The error here say check out the Windows Server Failover Clustering log…so let’s go ahead and do that. But that’s not as straightforward as you think. WSFC does write to the event log, but the errors are pretty generic for this issue. Here’s what you’ll see in the System Event Log and the Cluster Events section in the Failover Cluster Manager
Cluster resource ’AG1’ of type ‘SQL Server Availability Group’ in clustered role 'AG1' failed.
Wow, that’s informative, right? Luckily we still have more information to look into.
Let’s dig deeper with using the WSFC cluster logs
The cluster logs need to be queried, they’re not readily available as text for us. We can write them out to file with this PowerShell cmdlet Get-ClusterLog. Let’s make a directory and dump the logs into there.
mkdir C:\temp Get-ClusterLog -Destination C:\temp
Now we have some data to look through!
When we look at the contents of the cluster logs files generates by Get-ClusterLog, we’re totally on the other side of the spectrum when it comes to information verbosity. The logs so far have been pretty terse and haven’t really told us about what’s causing the failure…well dig through this log and you’ll likely find your reason and a lot more information. Good stuff to look at to get an understanding of the internals of WSFCs. Now for the the reason my Availability Group creation failed was permissions. Check out the log entries.
INFO [RES] SQL Server Availability Group: [hadrag] Connect to SQL Server ... INFO [RES] SQL Server Availability Group: [hadrag] The connection was established successfully INFO [RES] SQL Server Availability Group: [hadrag] Run 'EXEC sp_server_diagnostics 10' returns following information ERR [RES] SQL Server Availability Group: [hadrag] ODBC Error:  [Microsoft][SQL Server Native Client 11.0][SQL Server]The user does not have permission to perform this action. (297) ERR [RES] SQL Server Availability Group: [hadrag] Failed to run diagnostics command. See previous log for error message INFO [RES] SQL Server Availability Group: [hadrag] Disconnect from SQL Server
Well that’s pretty clear about what’s going on…the process creating the AG couldn’t connect to SQL Server to run the very important sp_server_diagnostics stored procedure. A quick internet search to find a fix yielded this article from Mike Fal (b | t) which points to this Microsoft article detailing the issue and fix.
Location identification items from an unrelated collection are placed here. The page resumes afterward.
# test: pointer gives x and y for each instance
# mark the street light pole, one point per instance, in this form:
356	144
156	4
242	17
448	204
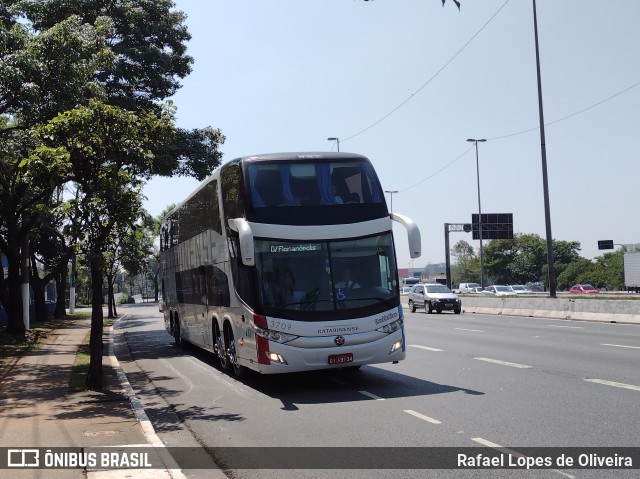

For those that don’t want to click the links here’s the code to adjust the permissions and allow your Availability Group to create.
GRANT ALTER ANY AVAILABILITY GROUP TO [NT AUTHORITY\SYSTEM]; GRANT CONNECT SQL TO [NT AUTHORITY\SYSTEM]; GRANT VIEW SERVER STATE TO [NT AUTHORITY\SYSTEM];
So to review…here’s how we found our issue.
- Read the error the create script gives you
- Read the SQL Server error log
- Look at your System Event log
- Dump your Cluster Logs and review
Use this technique if you find yourself in a situation where your AG won’t come online or worse…fails over unexpectedly or won’t come back online.